Working with Pixels¶
The Simple Path¶
For most pixel workflows, the convenience functions give you NumPy arrays directly without thinking about blocks or assets:
from aws.osml.io import imread, tiles
# Full image as a CHW NumPy array
pixels = imread("image.ntf")
print(pixels.shape) # (3, 1024, 1024) — (bands, height, width)

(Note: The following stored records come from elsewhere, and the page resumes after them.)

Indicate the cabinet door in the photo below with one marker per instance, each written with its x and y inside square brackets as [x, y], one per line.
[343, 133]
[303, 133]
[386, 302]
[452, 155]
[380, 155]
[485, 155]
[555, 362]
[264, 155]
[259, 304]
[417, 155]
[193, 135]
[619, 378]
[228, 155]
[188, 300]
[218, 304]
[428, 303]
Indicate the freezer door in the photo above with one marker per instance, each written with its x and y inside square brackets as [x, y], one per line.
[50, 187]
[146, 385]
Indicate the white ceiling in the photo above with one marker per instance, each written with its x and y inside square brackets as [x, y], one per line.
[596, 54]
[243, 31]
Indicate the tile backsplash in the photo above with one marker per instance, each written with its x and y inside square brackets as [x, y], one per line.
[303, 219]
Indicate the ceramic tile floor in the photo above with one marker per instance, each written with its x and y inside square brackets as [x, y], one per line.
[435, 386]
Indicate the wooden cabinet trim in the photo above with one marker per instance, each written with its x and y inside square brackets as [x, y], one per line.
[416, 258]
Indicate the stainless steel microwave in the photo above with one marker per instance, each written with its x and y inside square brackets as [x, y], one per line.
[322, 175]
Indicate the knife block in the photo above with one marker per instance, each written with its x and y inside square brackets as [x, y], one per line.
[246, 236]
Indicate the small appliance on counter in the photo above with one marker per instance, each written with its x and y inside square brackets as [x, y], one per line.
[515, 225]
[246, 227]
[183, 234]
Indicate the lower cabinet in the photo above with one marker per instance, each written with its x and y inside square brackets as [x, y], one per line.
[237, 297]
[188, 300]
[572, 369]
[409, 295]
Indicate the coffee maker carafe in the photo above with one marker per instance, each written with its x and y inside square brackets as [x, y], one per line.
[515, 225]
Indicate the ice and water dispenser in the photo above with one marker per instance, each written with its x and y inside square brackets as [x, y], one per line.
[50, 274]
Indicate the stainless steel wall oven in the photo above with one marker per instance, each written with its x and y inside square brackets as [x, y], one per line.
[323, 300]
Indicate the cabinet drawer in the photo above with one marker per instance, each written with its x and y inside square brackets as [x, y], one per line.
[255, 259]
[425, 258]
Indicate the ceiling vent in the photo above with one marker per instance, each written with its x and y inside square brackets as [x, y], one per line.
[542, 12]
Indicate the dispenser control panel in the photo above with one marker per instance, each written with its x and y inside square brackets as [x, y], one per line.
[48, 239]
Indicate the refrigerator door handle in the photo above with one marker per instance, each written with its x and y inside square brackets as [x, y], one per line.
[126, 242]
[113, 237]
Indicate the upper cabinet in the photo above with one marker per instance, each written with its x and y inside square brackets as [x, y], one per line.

print(pixels.dtype) # uint8
# Process a large image in tiles without loading it all into memory
for tile in tiles("large_image.tif", tile_size=(256, 256)):
process(tile.data) # tile.data is a CHW NumPy array
The sections below cover the details of how pixel data is represented, how to convert between channel orderings for different libraries, and how to work with in-memory image buffers for writing.
Image Data Arrays¶
Block data is returned as a NumPy ndarray. NumPy is the
standard array interface shared by machine learning frameworks (PyTorch, TensorFlow),
computer vision libraries (OpenCV, Pillow), and the broader scientific Python ecosystem.
Returning pixel data as an ndarray means you can pass blocks directly into these tools
without an intermediate copy or conversion step.
For pixels wider than 8 bits (e.g. 16-bit or 32-bit imagery), the library automatically
converts from the format’s stored byte order to the native byte order of your platform.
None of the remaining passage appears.